Newly Diagnosed Acute Myeloid Leukemia in a Patient With Severe SARS-CoV-2 Infection.

We present a 68-year-old male patient with persistent and complicated SARS-CoV-2 infection who was diagnosed with acute myeloid leukemia (AML). The patient suffered from fever, cough and progressive dyspnea for 10 days and he was admitted to the intensive care unit due to respiratory failure and cytokine release syndrome (CRS). Despite a transient improvement of CRS by the implementation of supportive care, including also the administration of recombinant tissue plasminogen activator (rt-PA) and tocilizumab, his clinical course worsened over time. Thus, a bone marrow aspiration was performed revealing the presence of myeloblasts in a proportion of 32% and flow cytometry confirmed the diagnosis of AML-M1 according to FAB classification. Re-evaluation of peripheral blood tests revealed that the patient was admitted with anemia and thrombocytopenia that were never recovered during hospitalization. Due to the patient's poor clinical condition, no chemotherapy was applied, and he died of sepsis and multi-organ failure two days later. This case suggests that in all patients with a persistent and/or complicated infection, even during pandemics, the presence of an underlying hematologic malignancy should always be taken into consideration.

Introduction

The current SARS-CoV-2 pandemic (Coronavirus Disease 2019, COVID-19) is undoubtedly one of the greatest challenges in modern medicine; one for which the world was not prepared.
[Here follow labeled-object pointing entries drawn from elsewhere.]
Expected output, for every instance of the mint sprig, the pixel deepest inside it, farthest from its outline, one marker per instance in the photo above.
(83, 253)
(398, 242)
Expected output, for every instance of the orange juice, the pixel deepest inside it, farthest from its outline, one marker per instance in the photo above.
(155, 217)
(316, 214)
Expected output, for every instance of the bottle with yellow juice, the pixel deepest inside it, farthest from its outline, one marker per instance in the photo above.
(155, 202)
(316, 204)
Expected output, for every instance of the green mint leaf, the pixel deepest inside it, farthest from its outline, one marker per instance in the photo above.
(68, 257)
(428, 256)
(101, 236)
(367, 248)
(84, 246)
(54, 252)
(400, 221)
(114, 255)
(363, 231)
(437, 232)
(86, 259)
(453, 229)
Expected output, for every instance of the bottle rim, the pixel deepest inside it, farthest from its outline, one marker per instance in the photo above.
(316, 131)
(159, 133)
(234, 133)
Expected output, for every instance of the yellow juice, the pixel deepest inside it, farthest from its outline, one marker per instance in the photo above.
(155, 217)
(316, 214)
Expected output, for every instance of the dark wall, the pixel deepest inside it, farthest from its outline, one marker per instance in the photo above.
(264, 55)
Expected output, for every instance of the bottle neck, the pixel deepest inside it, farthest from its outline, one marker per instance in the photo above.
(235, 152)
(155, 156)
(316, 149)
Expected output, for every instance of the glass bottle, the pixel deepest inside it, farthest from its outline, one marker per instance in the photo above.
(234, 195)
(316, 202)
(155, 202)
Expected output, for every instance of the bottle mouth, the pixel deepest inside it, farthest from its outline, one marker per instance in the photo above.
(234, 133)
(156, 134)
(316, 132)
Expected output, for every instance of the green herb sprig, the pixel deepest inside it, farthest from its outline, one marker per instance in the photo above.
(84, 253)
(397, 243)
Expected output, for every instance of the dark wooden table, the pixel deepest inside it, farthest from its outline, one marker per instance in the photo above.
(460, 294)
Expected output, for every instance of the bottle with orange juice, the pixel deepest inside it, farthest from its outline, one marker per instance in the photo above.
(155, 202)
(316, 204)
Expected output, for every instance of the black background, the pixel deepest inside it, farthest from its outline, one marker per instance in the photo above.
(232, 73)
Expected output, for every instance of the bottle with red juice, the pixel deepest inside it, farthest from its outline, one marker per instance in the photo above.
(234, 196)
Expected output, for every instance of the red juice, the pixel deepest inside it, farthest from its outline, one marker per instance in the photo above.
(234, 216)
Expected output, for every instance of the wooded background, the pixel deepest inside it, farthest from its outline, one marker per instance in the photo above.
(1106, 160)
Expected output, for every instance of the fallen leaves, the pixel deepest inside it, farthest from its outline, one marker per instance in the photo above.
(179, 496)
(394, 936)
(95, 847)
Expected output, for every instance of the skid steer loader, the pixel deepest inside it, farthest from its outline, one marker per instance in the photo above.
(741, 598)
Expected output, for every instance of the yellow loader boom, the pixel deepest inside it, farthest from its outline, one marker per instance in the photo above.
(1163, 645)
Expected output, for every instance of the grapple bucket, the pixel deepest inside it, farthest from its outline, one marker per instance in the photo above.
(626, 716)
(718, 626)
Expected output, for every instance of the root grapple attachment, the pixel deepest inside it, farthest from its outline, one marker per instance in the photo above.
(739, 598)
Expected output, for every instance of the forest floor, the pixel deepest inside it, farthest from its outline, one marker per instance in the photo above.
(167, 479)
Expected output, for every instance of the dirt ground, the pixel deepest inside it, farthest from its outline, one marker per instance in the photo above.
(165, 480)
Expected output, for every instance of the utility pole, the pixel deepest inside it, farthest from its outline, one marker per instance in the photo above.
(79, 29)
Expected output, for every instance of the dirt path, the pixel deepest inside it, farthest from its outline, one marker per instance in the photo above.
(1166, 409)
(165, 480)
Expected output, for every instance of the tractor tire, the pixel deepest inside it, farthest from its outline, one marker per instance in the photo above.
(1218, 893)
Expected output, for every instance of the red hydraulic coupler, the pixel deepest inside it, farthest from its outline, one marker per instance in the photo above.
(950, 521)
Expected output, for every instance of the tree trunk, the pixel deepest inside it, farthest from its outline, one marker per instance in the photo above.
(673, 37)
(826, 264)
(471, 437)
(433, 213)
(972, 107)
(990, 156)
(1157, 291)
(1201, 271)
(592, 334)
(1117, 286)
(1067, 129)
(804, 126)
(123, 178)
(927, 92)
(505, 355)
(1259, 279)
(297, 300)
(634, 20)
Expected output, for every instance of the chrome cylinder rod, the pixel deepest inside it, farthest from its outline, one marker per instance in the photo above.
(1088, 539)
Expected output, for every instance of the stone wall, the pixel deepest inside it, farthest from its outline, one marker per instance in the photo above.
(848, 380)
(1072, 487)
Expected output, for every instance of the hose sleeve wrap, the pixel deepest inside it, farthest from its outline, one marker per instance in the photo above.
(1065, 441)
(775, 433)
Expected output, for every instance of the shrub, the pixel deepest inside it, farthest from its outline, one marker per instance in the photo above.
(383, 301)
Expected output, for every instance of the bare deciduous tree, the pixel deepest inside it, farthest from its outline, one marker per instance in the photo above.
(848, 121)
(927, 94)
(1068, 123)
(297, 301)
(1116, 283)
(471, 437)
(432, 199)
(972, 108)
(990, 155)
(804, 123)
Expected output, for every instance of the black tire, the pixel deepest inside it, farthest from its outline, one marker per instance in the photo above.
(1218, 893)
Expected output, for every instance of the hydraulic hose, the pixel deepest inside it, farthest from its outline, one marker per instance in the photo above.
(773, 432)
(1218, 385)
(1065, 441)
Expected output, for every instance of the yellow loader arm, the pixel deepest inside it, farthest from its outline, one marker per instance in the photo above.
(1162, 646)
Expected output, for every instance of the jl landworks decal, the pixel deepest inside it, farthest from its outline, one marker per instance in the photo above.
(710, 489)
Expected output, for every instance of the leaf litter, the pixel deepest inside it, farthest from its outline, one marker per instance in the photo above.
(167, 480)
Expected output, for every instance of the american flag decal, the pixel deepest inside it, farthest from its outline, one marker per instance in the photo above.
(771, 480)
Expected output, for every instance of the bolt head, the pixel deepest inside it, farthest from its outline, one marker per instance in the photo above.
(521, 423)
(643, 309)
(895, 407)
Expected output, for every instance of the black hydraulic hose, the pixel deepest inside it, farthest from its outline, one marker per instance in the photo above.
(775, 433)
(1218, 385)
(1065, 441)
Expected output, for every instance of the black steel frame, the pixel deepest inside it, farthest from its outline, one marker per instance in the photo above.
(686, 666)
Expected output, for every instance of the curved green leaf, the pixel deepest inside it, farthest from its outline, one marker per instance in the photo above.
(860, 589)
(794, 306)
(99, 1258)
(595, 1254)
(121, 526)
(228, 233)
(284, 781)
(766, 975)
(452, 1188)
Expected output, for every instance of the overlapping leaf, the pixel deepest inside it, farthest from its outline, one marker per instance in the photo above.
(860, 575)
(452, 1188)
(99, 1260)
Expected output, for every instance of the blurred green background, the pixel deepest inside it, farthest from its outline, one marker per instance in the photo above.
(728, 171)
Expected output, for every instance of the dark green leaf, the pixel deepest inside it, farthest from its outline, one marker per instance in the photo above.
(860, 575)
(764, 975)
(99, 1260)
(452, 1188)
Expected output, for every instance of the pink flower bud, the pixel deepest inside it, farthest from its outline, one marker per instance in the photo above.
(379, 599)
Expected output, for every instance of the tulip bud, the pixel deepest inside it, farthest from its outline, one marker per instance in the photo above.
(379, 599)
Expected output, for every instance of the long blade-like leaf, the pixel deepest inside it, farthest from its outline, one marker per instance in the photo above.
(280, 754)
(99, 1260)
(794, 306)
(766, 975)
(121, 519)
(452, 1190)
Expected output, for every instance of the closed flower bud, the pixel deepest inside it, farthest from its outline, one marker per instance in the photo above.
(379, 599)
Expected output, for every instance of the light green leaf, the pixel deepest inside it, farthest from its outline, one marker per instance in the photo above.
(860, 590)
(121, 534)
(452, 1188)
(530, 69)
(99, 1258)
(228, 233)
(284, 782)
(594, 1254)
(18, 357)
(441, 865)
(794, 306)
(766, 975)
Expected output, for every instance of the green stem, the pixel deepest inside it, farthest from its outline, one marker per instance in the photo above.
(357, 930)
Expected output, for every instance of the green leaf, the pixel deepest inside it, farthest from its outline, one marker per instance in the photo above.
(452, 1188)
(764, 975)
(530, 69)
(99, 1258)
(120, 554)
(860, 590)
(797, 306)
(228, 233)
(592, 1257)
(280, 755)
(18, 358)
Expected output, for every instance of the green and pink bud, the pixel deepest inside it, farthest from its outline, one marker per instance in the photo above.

Clinical and epidemiological data show that older patients with or without previous medical history, comprise the population group most vulnerable for the development of serious sequelae of the disease and poor prognosis [1,2]. There is increasing evidence that the human immune system slowly weakens with age (a phenomenon called immunosenescence) and, as a result, older individuals face difficulties in efficiently fighting off viral infections [3]. Additionally, individuals with a weak immune system, either from primary causes or secondary to other conditions, e.g. malignancies or immunosuppressive treatment for any etiology, are at risk of increased morbidity and fatality rates from common epidemics of viral etiology [4,5].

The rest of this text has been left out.